Later last October an Azerbaijani website reported that 100 Iranian Air Force jets were exercising near the nation's border and that "military sources from the United States reported that territories in Azerbaijan and in Georgia may be used for attacking Iran...." 
Writing in The Hindu the same month Indian journalist Atul Aneja wrote of the effects of the Georgian-Russian war of the preceding August and offered this information:
"Russia's military assertion in Georgia and a show of strength in parts of West Asia [Middle East], combined with domestic political and economic preoccupations in Washington, appear to have forestalled the chances of an immediate strike against Iran.
"Following Russia's movement into South Ossetia and Abkhazia, Russian President Dmitry Medvedev acknowledged that Moscow was aware that serious plans to attack Iran had been laid out. 'We know that certain players are planning an attack against Iran. But we oppose any unilateral step and [a] military solution to the nuclear crisis.'
"Russia seized control of two airfields in Georgia from where air strikes against Iran were being planned. The Russian forces also apparently recovered weapons and Israeli spy drones that would have been useful for the surveillance of possible Iranian targets." 
The same newspaper, in quoting Dmitry Rogozin asserting that Russian military intelligence had captured documents proving Washington had launched "active military preparations on Georgia's territory" for air strikes against Iran, added information on Israeli involvement:
"Israel had supplied Georgia with sophisticated Hermes 450 UAV spy drones, multiple rocket launchers and other military equipment that Georgia, as well as modernised Georgia's Soviet-made tanks that were used in the attack against South Ossetia. Israeli instructors had also helped train Georgia troops." 

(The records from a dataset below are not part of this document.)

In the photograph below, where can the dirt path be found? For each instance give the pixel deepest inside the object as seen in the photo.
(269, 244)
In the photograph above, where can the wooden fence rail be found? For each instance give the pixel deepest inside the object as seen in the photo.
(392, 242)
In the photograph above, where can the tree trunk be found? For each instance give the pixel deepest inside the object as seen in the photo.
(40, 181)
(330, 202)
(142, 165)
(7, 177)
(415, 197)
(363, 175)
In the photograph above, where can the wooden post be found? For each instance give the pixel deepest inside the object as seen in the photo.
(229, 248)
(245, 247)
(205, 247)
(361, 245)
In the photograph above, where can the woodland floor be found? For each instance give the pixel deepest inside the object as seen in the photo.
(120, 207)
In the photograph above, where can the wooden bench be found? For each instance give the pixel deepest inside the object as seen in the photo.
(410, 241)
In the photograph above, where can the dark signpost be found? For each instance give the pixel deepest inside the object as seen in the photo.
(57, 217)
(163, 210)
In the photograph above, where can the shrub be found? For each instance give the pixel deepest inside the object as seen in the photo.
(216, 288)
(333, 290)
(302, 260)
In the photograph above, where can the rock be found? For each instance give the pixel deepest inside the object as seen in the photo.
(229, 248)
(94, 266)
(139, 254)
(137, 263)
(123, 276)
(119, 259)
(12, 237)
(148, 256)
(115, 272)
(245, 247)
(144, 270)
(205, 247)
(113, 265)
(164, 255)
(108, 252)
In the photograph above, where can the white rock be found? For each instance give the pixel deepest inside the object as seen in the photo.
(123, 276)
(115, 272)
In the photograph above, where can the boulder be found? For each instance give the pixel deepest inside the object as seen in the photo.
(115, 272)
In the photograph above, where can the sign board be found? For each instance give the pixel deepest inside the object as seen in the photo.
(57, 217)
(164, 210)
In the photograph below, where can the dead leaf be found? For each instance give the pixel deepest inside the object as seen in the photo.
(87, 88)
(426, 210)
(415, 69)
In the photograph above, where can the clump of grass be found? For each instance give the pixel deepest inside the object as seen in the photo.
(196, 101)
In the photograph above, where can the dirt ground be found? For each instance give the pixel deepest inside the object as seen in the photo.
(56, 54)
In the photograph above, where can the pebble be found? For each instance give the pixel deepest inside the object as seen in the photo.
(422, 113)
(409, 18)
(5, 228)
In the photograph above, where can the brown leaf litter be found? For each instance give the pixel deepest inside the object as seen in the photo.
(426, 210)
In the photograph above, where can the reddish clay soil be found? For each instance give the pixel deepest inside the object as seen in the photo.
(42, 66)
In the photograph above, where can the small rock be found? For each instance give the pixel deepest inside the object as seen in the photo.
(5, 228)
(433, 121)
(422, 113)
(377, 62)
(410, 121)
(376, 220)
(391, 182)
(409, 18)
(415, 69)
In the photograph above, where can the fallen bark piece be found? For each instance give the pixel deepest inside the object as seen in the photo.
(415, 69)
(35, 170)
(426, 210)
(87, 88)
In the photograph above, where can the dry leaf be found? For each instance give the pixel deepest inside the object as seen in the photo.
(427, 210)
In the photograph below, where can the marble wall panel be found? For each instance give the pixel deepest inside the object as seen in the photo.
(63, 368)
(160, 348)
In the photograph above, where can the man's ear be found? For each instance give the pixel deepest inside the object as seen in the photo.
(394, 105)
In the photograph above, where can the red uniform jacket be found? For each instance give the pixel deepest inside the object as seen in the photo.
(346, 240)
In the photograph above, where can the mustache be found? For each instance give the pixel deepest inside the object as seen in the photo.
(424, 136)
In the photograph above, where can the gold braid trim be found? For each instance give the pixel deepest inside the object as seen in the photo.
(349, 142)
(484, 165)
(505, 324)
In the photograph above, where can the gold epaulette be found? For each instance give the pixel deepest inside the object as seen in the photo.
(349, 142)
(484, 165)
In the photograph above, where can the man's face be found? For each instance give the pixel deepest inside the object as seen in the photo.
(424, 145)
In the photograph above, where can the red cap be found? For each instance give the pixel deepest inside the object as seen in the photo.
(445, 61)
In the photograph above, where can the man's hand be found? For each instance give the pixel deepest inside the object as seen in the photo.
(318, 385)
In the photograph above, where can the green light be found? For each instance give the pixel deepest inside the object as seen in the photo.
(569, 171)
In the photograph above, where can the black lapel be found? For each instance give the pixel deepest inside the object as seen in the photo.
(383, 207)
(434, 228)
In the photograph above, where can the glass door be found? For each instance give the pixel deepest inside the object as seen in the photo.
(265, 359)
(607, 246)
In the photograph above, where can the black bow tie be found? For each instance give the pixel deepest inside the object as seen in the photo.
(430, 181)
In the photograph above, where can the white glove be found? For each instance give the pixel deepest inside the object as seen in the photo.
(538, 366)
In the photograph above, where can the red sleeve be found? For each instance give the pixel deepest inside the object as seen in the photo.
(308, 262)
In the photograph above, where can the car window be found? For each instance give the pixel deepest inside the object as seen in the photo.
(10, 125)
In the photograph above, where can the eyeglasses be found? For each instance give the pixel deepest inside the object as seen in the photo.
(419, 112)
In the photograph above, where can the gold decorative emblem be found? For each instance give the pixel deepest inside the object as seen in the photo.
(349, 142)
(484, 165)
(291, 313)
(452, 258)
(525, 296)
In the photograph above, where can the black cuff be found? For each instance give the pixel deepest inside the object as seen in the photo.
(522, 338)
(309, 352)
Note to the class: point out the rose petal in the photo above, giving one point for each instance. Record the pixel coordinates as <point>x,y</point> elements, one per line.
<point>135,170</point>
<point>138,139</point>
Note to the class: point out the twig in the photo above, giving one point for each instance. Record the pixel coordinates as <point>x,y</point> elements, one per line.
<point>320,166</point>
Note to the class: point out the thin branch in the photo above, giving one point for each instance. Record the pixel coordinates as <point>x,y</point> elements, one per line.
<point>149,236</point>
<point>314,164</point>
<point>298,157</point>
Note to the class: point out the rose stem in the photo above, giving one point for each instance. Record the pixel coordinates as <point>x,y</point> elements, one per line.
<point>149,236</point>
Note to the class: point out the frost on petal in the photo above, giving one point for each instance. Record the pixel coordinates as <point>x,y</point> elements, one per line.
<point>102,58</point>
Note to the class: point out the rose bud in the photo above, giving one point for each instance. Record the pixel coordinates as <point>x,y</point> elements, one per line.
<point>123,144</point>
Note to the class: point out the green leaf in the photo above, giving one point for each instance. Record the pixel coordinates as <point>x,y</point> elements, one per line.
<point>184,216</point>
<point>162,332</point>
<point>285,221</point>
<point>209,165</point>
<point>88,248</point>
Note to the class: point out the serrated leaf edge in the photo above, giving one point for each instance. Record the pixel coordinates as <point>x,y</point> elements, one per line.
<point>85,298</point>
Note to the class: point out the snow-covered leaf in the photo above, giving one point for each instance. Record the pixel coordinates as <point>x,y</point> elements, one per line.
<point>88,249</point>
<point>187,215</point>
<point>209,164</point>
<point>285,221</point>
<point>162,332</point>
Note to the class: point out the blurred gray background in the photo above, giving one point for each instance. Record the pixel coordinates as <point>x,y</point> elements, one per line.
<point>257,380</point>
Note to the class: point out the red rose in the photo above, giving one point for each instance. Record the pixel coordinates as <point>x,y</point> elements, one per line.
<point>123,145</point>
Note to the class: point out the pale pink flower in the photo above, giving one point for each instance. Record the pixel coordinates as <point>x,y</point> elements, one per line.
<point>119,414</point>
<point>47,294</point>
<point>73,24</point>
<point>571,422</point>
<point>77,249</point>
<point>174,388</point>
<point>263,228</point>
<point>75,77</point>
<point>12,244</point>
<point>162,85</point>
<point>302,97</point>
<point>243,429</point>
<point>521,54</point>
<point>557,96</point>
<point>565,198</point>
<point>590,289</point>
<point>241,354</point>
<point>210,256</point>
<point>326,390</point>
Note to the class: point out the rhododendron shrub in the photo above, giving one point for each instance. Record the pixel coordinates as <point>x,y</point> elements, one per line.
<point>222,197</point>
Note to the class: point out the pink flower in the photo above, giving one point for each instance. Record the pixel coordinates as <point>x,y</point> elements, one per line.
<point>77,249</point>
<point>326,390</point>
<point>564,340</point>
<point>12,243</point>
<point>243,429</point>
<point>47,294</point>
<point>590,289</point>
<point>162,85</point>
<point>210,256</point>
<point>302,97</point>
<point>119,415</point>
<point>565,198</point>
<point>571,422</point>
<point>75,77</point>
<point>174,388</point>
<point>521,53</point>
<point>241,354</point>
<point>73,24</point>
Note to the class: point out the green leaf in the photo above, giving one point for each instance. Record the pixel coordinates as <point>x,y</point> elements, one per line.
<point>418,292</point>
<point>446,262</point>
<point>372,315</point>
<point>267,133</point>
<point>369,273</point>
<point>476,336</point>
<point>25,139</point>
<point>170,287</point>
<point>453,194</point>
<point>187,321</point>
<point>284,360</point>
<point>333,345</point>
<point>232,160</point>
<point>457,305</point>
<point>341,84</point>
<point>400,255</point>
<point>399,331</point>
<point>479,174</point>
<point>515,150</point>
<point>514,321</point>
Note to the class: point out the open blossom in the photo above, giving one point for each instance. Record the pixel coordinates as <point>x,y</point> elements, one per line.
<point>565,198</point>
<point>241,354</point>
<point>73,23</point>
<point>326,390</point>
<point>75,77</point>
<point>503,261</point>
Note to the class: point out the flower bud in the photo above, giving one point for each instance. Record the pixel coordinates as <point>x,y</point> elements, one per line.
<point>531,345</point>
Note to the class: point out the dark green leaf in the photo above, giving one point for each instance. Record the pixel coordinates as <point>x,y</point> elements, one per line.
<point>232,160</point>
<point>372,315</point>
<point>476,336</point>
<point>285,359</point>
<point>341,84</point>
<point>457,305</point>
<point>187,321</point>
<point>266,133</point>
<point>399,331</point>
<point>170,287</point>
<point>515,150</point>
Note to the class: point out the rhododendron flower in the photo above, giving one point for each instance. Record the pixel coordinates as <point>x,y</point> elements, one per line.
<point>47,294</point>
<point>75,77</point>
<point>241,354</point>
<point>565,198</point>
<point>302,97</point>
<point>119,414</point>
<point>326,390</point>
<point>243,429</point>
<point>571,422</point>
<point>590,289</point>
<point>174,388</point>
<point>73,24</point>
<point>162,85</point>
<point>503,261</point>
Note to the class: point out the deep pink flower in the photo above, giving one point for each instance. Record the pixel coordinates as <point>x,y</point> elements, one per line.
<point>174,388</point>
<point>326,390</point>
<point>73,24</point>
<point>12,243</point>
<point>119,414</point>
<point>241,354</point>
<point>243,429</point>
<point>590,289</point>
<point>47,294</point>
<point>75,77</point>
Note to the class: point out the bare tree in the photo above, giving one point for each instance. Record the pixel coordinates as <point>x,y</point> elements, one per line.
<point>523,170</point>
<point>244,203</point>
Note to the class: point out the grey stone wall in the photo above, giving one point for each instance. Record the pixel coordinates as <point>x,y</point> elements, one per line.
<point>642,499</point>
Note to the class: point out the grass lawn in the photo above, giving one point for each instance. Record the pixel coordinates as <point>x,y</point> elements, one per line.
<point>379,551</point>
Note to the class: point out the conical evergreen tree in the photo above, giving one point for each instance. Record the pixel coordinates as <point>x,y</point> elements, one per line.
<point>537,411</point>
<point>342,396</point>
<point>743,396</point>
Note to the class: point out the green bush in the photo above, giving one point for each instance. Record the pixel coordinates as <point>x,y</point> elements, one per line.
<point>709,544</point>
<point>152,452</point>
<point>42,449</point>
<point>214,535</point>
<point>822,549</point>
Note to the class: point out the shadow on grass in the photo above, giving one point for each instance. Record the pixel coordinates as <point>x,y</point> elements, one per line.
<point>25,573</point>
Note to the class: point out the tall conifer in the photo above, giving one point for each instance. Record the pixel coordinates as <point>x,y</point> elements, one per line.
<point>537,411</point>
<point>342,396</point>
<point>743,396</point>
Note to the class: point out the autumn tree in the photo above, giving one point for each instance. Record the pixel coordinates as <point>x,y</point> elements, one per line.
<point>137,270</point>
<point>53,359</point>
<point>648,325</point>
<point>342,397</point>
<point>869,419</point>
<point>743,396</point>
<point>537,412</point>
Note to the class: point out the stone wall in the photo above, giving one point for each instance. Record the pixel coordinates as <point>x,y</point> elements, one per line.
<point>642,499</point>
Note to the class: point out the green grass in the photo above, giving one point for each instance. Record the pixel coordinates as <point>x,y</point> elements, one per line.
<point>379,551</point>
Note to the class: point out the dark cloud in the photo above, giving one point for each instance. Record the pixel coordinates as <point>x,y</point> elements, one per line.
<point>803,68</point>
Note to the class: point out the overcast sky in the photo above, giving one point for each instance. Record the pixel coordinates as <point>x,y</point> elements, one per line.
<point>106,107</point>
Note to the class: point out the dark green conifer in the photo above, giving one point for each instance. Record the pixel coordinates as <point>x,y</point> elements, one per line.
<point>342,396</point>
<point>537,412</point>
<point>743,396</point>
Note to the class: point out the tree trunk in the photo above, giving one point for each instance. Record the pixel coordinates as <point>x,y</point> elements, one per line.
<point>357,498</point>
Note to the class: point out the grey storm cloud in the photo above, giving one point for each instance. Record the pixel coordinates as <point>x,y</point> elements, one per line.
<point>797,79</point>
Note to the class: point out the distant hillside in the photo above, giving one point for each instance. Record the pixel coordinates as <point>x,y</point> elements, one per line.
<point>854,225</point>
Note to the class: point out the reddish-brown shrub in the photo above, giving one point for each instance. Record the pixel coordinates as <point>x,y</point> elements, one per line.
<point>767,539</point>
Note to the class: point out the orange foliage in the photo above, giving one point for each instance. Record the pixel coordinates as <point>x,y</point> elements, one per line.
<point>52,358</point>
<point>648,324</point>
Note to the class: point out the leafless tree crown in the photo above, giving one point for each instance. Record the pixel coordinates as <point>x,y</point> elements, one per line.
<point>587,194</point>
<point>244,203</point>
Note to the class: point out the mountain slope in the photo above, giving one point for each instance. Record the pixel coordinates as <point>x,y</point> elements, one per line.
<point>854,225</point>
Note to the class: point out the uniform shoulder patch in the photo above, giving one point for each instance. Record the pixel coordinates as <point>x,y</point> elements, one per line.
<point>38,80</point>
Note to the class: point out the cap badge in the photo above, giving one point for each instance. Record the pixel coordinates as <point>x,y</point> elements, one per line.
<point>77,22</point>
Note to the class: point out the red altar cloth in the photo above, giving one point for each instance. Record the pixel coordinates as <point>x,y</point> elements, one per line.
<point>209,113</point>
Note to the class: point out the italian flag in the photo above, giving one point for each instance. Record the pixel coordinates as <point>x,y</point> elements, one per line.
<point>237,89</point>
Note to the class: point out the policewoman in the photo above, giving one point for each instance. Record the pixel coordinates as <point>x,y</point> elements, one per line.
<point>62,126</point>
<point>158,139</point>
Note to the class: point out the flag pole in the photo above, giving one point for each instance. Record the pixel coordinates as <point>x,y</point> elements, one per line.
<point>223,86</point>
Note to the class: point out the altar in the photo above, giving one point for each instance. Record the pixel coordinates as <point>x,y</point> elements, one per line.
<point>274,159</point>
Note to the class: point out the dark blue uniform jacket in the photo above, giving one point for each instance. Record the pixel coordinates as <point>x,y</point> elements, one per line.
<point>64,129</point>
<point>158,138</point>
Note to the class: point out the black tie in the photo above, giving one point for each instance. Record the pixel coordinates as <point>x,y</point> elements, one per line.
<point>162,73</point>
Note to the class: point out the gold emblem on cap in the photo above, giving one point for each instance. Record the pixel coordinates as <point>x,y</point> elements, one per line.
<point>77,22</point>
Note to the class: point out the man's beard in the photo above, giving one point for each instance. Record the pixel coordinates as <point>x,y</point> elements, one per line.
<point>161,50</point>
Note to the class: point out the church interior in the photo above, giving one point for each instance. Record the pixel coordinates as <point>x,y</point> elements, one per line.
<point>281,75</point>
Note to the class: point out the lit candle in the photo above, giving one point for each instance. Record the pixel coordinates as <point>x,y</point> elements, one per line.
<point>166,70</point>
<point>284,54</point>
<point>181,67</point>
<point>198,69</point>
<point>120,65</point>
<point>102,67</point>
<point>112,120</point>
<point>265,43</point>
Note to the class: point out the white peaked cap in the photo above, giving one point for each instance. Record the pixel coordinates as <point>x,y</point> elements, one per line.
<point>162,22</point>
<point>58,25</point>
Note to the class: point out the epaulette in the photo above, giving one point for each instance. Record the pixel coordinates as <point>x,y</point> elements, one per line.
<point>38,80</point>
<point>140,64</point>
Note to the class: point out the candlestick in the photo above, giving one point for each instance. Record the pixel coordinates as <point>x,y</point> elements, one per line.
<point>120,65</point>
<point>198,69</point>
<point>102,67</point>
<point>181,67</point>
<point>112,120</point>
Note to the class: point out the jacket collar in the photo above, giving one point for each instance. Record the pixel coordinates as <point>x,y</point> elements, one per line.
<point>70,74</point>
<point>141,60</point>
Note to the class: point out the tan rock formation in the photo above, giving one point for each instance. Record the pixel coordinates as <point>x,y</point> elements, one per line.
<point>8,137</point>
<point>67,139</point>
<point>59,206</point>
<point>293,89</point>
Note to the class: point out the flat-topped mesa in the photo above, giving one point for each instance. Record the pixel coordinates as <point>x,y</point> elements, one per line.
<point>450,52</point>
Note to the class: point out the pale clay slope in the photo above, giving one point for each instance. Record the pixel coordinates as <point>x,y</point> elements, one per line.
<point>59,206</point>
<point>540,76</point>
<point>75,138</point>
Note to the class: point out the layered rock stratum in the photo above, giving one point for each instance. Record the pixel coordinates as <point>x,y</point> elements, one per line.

Rather than viewing the wars of the past decade - against Yugoslavia, Afghanistan and Iraq - and the concomitant expansion of U.S. and NATO military presence inside all three countries and in several others on their peripheries as an unrelated series of events, the trend must be seen for what it is: A consistent and calculated strategy of employing each successive war zone as a launching pad for new aggression.
The Pentagon has major military bases in Kosovo, in Afghanistan and in Iraq that it never intends to abandon. The U.S. and its NATO allies have bases in Bulgaria, Romania, Kyrgyzstan, Tajikistan, Uzbekistan, Kuwait, Bahrain (where the U.S. Navy's 5th Fleet is headquartered) and other nations in the vicinity of the last ten years' wars which can be used for the next ten - or twenty or thirty - years' conflicts.